Nun musste Rajoy bei seinen Versuchen eine herbe politische Schlappe einstecken, die Katalanen als böse Undemokraten dazustellen, weil sie gegen die Aussetzung des spanischen Verfassungsgerichts die Bevölkerung in Katalonien am 1. Oktober über die Unabhängigkeit abstimmen lassen wollen. Die US-Administration stellt praktisch sogar eine Anerkennung eines unabhängigen Kataloniens in Aussicht. So erklärte die Sprecherin des State Department zwar, man werde sich in die inneren Vorgänge "nicht einmischen", aber dann kam der Satz, der in Madrid wie eine Bombe eingeschlagen ist. Heather Nauert fügte an, dass man nach dem Referendum "mit jeder Regierung oder Institution, die daraus entsteht, zusammenarbeiten wird".

Das ist extrem starker Tobak für Madrid, was sich an verschiedenen Reaktionen oder vor allem an den Nicht-Reaktionen ablesen lässt. So fand man auf den Seiten der großen Zeitung El País, die sich bisher in der Frage auch schon mit Fake News einen Namen gemacht hat, bis am späten Nachmittag noch keine Erwähnung. Auch die konservative El Mundo hat offensichtlich massive Verdauungsprobleme. Dort herrscht ebenso Funkstille wie in der rechtsradikalen ABC und sogar im Newswire der deutlich linken eldiario.es wird das nicht erwähnt.

Dabei haben katalanische Medien zum Teil schon gestern Nacht berichtet, die bedeutende La Vanguardia am Morgen und auch Zeitungen, die gegen die Unabhängigkeit und das Referendum am 1. Oktober stehen, wie El Periódico haben am Donnerstagmittag nachgezogen.
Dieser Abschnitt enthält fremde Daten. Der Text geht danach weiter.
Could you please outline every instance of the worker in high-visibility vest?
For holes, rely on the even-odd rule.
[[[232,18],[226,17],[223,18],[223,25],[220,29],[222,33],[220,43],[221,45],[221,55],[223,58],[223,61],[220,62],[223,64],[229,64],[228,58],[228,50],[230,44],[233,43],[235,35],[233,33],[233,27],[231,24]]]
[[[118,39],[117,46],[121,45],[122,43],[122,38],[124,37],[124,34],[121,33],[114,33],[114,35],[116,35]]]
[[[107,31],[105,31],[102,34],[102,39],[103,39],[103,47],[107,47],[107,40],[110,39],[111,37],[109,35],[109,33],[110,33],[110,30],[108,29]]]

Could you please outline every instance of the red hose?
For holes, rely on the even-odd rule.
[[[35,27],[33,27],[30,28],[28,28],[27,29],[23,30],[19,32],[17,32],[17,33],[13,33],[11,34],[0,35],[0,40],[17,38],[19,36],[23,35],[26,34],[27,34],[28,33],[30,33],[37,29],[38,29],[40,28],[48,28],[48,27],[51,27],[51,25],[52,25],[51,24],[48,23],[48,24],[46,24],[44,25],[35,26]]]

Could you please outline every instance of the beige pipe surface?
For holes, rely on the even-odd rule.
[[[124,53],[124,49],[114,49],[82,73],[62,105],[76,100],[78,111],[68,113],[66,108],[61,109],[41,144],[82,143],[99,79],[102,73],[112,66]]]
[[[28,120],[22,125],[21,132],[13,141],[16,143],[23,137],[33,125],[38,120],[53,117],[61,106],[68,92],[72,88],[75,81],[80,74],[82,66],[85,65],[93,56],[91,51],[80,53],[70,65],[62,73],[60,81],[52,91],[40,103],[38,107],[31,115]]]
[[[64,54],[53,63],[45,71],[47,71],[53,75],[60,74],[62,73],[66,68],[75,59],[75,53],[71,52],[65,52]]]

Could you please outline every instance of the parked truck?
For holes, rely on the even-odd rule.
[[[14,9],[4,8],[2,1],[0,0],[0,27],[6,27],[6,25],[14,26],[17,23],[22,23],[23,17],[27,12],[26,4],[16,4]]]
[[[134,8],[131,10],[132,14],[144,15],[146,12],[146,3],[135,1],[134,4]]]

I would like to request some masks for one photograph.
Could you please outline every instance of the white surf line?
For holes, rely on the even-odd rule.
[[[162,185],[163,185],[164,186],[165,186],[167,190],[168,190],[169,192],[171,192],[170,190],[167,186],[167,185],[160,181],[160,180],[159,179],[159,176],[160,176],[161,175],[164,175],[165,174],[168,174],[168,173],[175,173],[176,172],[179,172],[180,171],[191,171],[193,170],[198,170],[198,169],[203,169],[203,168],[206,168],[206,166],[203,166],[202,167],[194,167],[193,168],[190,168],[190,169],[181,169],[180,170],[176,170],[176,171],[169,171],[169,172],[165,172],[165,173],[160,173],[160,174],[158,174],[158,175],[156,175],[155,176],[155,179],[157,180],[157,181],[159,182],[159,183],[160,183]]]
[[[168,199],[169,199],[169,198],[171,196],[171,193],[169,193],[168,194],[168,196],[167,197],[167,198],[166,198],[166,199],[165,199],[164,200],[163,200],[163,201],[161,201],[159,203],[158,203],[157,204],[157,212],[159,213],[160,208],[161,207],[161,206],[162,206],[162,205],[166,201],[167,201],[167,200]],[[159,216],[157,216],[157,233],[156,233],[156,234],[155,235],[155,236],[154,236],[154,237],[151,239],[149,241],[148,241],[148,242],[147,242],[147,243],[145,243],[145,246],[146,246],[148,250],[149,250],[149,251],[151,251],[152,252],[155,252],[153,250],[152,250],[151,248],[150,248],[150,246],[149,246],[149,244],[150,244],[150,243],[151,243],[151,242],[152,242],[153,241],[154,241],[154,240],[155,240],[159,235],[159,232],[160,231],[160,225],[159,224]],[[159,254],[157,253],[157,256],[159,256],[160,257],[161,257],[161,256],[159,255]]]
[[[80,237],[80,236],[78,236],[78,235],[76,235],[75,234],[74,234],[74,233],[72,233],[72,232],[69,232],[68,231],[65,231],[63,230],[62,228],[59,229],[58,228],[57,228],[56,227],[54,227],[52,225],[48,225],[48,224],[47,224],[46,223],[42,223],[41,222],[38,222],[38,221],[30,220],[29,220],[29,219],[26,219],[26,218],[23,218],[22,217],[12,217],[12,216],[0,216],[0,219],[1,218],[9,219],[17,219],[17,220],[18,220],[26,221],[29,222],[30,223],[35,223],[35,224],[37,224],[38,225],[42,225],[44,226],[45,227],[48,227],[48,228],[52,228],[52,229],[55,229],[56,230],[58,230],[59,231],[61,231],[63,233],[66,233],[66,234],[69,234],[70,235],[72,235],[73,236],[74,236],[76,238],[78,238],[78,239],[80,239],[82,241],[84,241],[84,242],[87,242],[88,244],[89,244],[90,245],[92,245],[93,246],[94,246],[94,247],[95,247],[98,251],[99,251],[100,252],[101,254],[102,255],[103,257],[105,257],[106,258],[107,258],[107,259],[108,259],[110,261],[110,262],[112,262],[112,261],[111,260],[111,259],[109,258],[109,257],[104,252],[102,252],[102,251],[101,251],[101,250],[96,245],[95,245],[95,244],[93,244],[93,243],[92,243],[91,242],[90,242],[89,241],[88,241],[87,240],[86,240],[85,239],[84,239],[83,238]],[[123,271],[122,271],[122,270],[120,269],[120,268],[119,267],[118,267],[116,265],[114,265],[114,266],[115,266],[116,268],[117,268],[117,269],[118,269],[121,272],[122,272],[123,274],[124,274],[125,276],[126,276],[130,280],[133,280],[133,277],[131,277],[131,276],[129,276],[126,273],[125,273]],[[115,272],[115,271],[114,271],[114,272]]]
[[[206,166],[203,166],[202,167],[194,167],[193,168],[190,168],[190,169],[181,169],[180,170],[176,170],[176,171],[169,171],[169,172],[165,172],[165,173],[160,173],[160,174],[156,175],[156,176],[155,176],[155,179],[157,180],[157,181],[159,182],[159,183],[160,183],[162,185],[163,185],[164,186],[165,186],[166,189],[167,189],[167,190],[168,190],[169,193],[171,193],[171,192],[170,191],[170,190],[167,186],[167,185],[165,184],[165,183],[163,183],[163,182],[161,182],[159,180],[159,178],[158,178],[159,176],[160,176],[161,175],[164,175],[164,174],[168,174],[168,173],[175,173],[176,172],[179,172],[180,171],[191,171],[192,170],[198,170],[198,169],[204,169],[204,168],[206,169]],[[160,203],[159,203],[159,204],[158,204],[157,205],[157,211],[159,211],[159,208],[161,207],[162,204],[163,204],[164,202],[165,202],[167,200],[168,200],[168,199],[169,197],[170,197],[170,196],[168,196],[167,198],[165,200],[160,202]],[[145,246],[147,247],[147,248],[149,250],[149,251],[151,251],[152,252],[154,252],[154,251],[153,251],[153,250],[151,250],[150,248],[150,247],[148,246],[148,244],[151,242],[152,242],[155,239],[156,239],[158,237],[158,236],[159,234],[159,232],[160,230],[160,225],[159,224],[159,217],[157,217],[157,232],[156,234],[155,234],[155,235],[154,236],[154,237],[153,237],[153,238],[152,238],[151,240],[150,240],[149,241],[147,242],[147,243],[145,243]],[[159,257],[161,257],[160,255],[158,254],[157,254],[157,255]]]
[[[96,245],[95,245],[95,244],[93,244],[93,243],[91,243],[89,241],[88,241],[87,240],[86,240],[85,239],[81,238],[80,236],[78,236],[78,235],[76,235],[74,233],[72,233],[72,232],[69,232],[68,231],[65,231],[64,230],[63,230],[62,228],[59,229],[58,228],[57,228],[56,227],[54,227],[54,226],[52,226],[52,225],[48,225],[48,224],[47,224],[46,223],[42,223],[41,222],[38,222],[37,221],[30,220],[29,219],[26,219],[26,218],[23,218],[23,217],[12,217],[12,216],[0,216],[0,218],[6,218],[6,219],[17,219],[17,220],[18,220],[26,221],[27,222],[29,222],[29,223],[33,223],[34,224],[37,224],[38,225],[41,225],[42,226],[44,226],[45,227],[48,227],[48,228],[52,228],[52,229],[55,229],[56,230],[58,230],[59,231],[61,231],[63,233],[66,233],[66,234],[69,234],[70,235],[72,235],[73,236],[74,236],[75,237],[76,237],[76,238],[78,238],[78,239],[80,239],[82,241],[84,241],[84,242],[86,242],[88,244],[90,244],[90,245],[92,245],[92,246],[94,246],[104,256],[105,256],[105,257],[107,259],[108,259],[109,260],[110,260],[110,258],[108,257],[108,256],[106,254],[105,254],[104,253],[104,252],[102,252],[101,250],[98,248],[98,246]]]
Vielleicht will die sich nach den gefälschten CIA-Berichten nicht einer noch schärferen Kritik von Wikileaks-Gründer Julian Assange aussetzen, der längst den Rücktritt des Direktors von El Periódico fordert. Assange wirft auch ABC und El País eine "Lügenflut" vor. Wikileaks hat schon eine eigene Abstimmung zur Unabhängigkeit laufen, die Assange massiv unterstützt. Denn auch er fragt sich, warum Spanien 7,5 Millionen Menschen in Katalonien mit Gewalt von einer Abstimmung abhalten will: "Warum haben sie so viel Angst vor ihrer Meinung?"

Zurück in die dunklen Tage des Franco-Regimes?
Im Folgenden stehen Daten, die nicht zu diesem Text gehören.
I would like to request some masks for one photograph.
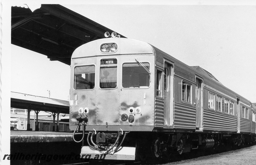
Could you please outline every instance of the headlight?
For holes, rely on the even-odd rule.
[[[87,114],[89,113],[89,108],[86,107],[84,108],[84,113],[85,114]]]
[[[79,110],[78,110],[78,112],[79,114],[82,114],[83,112],[84,112],[84,108],[82,107],[79,108]]]
[[[134,113],[134,108],[133,107],[130,107],[129,108],[129,113],[130,114],[132,114]]]
[[[137,107],[135,108],[135,112],[136,114],[140,114],[140,112],[141,112],[141,109],[140,107]]]
[[[109,51],[109,46],[107,44],[104,44],[100,48],[100,51],[103,53]]]
[[[117,45],[116,43],[113,43],[110,47],[110,50],[112,52],[114,52],[117,50]]]

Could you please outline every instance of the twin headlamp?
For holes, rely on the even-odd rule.
[[[104,43],[100,46],[100,51],[102,53],[114,53],[117,50],[117,45],[114,43]]]

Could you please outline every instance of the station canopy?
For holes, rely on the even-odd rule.
[[[11,93],[11,107],[65,114],[69,111],[68,101],[13,92]]]
[[[114,31],[59,4],[42,4],[33,12],[13,6],[11,19],[12,44],[68,65],[77,48]]]

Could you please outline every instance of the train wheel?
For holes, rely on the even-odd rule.
[[[178,148],[177,149],[177,151],[180,155],[182,154],[183,152],[183,141],[181,139],[180,139],[178,142],[177,146]]]
[[[160,155],[161,149],[160,143],[159,142],[159,141],[158,139],[156,140],[153,141],[151,149],[153,155],[154,155],[156,158],[159,157]]]

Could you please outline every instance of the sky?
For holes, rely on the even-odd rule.
[[[256,6],[60,4],[200,66],[256,102]],[[69,66],[15,45],[11,50],[12,91],[49,97],[50,90],[51,98],[68,99]]]
[[[69,66],[11,44],[12,5],[22,3],[32,8],[41,3],[60,4],[127,38],[150,43],[189,66],[200,66],[253,103],[256,2],[252,5],[252,2],[2,0],[1,156],[10,151],[10,91],[48,97],[50,90],[51,98],[68,100],[70,88]]]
Interessant ist auch, dass die US-Sprecherin im State Department nicht auf die Nachfrage antworten wollte, wie sie zu der juristischen und polizeilichen Repression in Spanien steht. Da kenne sie die Details nicht, erklärte Naubert den Journalisten. Die sind offensichtlich besser informiert und machen sich mehr Sorgen über die Vorgänge, als man es aus deutschen Medien derzeit sieht. Dort wurde praktisch nicht einmal berichtet, dass die paramilitärische Guardia Civil auf der Suche nach verbotenen Wahlzetteln sogar eine Wochenzeitung durchsucht hat.
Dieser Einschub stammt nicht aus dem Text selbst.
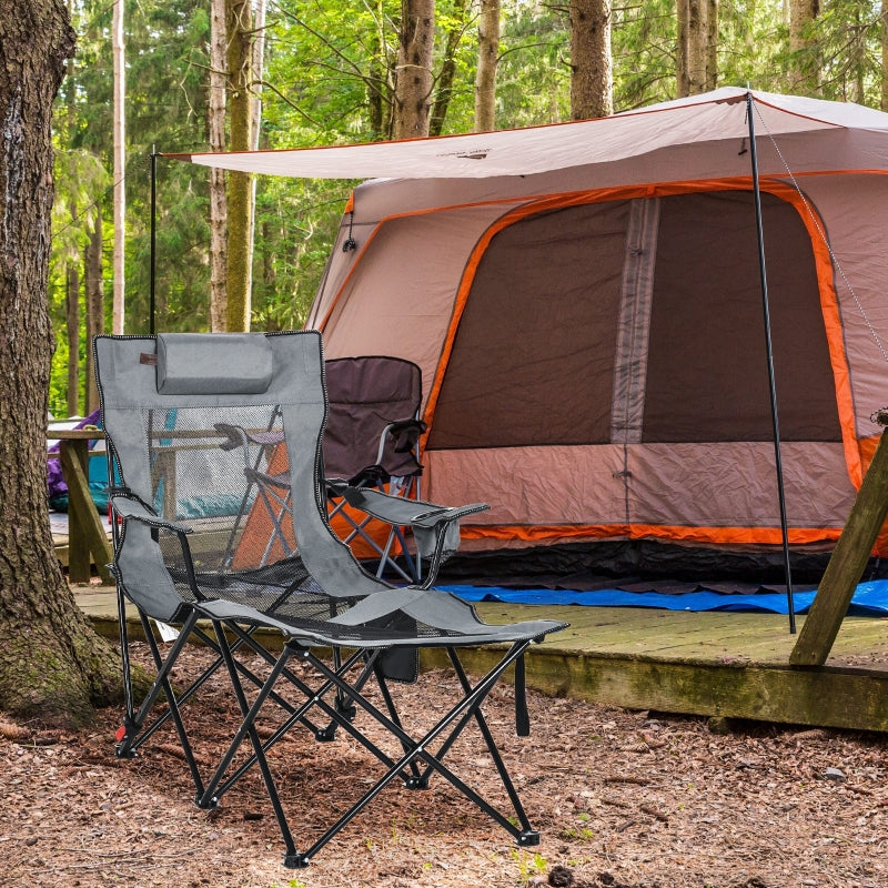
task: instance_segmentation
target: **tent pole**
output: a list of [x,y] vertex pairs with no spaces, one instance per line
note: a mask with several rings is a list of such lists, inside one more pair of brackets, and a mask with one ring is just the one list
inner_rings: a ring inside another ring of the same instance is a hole
[[158,152],[154,145],[151,145],[151,258],[149,278],[148,278],[148,301],[149,301],[149,323],[148,332],[154,335],[154,269],[157,268],[157,223],[158,223]]
[[768,274],[765,266],[765,232],[761,224],[761,190],[758,183],[758,154],[753,93],[746,93],[746,115],[749,124],[749,158],[753,164],[753,193],[756,204],[756,234],[758,238],[758,268],[761,274],[761,305],[765,313],[765,347],[768,356],[768,386],[770,389],[770,416],[774,424],[774,462],[777,470],[777,496],[780,502],[780,533],[784,543],[784,571],[786,574],[786,604],[789,612],[789,633],[796,632],[796,610],[793,603],[793,573],[789,565],[789,531],[786,521],[786,490],[780,457],[780,425],[777,418],[777,385],[774,379],[774,349],[770,336],[770,309],[768,307]]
Tatsächlich haben sich US-Kollegen durchaus schon mehrfach und klarer geäußert. Sie boten auch der katalanischen Parlamentspräsidentin angesichts ihrer ersten Anklage schon Raum, um ihre Position begründen zu können. So schrieb Carme Forcadell für die New York Times, dass man es mit einem "Angriff" zu tun habe, sie lediglich ihre Pflicht tue, wenn sie Debatten über Fragen der Unabhängigkeit zulasse, nachdem dies eine Mehrheit der Parlamentarier verlangt habe. Und angesichts von Knebelgesetzen, die von Rajoys PP verabschiedet wurden, kam die Zeitung in einem Leitartikel ebenfalls schon zu dem klaren Ergebnis, dass Spanien damit "in die dunklen Tage des Franco-Regimes zurückgeworfen" werde.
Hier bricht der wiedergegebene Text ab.